Myth: Science is becoming more diverse over time.
Truth: Although we want to believe that society is becoming more progressive and an increasing number of members of underrepresented groups (women, underrepresented minorities, LGBTQ+ etc.) are entering science, this is simply not the case. The percentage of women and underrepresented minorities entering STEM (Science, Technology, Engineering, Math) is not increasing at any appreciable rate. Unfortunately not enough data is available to make any such claim about LGBTQ+ scientists. This is a problem in itself.
On Wednesday we continued our discussion of “well represented minorities”, specifically focusing on Asians and Asian Americans. We read the National Commission on Asian American and Pacific Islander Research in Education (CARE) Report on Asian Americans and Pacific Islanders in higher education. This report discusses Asian Americans and Pacific Islanders in both 2-year and 4-year institutions of higher education. In our discussion we noted that the ‘model minority’ myth silences Asian Americans who do not attend one of the nation’s top 4-year colleges.
We also read Coloring the Academic Landscape: Faculty of Color Breaking the Silence in Predominantly White Colleges and Universities. We found this article to be a very good model for discussing challenges faced by minorities without needing to focus specifically on underrepresented minorities. We also found this article to address well the vital importance of intersectionality, the idea that an individual cannot be broken down into distinct identity groups, but rather that the interplay of multiple disadvantaged identities creates unique perspectives.

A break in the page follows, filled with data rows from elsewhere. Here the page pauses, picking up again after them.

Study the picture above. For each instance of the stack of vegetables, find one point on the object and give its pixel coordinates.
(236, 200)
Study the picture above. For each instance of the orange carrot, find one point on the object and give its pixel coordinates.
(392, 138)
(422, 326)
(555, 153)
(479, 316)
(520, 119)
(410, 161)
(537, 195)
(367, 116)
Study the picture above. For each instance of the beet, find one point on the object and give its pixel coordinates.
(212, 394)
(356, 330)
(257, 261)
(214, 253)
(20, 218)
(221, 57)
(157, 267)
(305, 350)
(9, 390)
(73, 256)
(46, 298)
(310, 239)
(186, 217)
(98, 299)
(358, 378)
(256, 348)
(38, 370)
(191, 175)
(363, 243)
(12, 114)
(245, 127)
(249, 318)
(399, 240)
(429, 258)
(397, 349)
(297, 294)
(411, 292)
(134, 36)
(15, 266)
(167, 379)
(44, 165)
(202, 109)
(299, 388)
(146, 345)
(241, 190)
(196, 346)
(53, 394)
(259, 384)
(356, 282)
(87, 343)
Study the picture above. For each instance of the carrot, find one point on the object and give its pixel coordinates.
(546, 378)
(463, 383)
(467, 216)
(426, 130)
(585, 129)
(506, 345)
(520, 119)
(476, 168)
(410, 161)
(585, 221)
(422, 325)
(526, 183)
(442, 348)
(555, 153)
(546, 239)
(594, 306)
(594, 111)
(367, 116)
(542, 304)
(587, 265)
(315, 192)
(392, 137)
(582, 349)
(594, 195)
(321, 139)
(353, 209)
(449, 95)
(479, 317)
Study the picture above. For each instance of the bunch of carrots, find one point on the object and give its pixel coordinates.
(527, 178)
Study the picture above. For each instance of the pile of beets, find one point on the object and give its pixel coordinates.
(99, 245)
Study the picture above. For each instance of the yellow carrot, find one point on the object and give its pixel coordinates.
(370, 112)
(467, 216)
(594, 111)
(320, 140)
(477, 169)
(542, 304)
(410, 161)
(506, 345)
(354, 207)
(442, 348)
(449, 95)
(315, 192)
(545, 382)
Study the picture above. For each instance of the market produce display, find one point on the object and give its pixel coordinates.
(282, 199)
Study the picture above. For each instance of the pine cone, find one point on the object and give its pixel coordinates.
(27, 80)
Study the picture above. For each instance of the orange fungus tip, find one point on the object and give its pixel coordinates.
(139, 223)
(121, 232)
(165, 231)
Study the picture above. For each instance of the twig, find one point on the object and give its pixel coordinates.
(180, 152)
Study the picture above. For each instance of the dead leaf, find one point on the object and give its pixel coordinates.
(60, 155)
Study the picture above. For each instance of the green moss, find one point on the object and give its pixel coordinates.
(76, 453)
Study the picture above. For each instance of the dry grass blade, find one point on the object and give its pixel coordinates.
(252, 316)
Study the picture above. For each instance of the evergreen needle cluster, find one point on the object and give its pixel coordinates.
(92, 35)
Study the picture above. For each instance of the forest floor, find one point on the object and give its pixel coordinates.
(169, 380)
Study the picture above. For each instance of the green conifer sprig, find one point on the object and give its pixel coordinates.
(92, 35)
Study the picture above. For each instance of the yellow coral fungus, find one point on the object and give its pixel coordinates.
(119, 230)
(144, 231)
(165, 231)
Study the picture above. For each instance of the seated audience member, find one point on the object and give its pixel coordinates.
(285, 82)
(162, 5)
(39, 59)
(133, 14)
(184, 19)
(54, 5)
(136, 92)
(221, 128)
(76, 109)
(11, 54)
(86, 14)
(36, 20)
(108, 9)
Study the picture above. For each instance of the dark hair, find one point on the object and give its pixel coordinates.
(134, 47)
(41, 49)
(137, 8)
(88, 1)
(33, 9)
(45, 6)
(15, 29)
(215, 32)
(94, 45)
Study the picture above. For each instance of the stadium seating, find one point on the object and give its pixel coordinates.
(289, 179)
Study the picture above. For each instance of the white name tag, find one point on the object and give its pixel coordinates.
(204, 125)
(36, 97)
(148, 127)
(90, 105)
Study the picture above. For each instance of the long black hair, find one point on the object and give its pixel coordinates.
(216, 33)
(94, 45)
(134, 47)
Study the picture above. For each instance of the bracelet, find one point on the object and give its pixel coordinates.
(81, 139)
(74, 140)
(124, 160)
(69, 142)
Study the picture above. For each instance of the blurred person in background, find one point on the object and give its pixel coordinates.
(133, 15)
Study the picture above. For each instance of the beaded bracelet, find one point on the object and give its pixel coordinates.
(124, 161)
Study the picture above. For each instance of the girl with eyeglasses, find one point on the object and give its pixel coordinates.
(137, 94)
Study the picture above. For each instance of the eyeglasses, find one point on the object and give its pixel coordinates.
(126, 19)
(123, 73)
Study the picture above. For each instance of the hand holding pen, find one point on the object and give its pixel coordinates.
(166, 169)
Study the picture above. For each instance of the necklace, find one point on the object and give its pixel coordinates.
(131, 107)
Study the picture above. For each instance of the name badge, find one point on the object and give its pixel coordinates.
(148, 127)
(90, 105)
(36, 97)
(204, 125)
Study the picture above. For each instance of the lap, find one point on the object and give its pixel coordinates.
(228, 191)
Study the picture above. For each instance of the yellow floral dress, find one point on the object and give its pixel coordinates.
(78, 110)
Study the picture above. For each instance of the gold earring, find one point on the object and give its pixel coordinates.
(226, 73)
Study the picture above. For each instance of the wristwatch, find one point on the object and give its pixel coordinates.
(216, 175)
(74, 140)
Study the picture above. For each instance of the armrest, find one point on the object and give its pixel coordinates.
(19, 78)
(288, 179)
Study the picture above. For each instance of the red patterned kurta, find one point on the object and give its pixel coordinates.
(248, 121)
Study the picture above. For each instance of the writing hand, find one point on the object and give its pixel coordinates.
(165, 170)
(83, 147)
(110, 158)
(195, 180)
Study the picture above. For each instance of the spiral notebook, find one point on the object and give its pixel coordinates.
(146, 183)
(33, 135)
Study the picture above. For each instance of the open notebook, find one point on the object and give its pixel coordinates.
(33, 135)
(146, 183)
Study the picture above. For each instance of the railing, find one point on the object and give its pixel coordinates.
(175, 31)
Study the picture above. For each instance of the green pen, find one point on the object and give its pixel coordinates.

“Well represented minorities” present a very interesting perspective. While they are well represented at lower levels, they are still not found in management positions and positions of power. This is true despite the rampant stereotypes that Asian Americans are incredibly intelligent and hard working (in short, the 'model minority' myth). We determined from this that stereotypes do not tell the whole story. It is not true that scientists perform as well as the stereotype predicts they will. If this were true, we would see more Asian Americans in positions of power. We found that the structures in place in academic science do more than disadvantage women and underrepresented minorities. These structures actually privilege white men.
The rest of our discussion focused on the idea that Asian Americans are labeled as ‘perpetual foreigners’ and the xenophobia that produces this stereotype. We also discussed the need for equality beyond representation. Asian Americans have achieved representation in science similar to the proportion of Asian Americans in the American population at large. However we have yet to achieve equality as evidenced by the distinct lack of Asian Americans in positions of power.
On Monday, we looked at this NSF document and discussed whether the numbers given matched our experiences, and what we thought the report left out. We then moved on to look at an article written by Professor Anne Fausto-Sterling about a class taught at Brown in the 80s similar to ours in subject area but different in structure. For example, our class will look less at narratives and non-traditional forms of science, and more at social science. We discussed the merits of these two approaches, and decided that we were comfortable with our focus but would like to take a second look at our syllabus in light of this article and will include more readings about minority-serving institutions.
Wednesday’s class centered on establishing background in some theories in the philosophy of science, as well as drawing connections between these theories and the main subject matter of our GISP. We began by discussing Thomas Kuhn, a philosopher of science who asserts that what we think of as “normal science” exists within a given “paradigm,” and argues that transitions between paradigms are important “scientific revolutions,” which are highly influenced by non-objective/non-scientific forces. We then moved to discussing Helen Longino’s “Science as Social Knowledge,” which stresses the social factors that play into the production of scientific knowledge, and begins to critique the purported objectivity of science based on this intrusion of social forces. We then discussed the implications of these readings for the main subject matter of this GISP, i.e. race and gender in the scientific community. We discussed how social forces could lead to underrepresentation and bias within scientific fields, as well as how the social nature of science plays into paradigm choice. Of particular interest near the end of our discussion was how to translate the lessons learned from these readings into actual change. For instance, we discussed the difficulty of bringing up these issues with scientists who have never thought about them before.
On Friday, influenced by Kuhn's definition of paradigm, we discussed who gets left out of the scientific community and why. We looked at the peer review process and noticed that this process allows the current scientists to shape the future generations of scientists, allowing for a conservative social structure. We then thought about what a more fair system for determining merit in the scientific community might look like. During our discussion we asked ourselves whether survival (i.e. integrating into the scientific community, and perhaps forfeiting one's unique identity in the process) or resistance (i.e. broadening the definition of a scientist to include oneself) is more important for underrepresented individuals in the scientific community. We ended our discussion with a conversation about our midterm projects, which will focus on data collection and fact finding at Brown.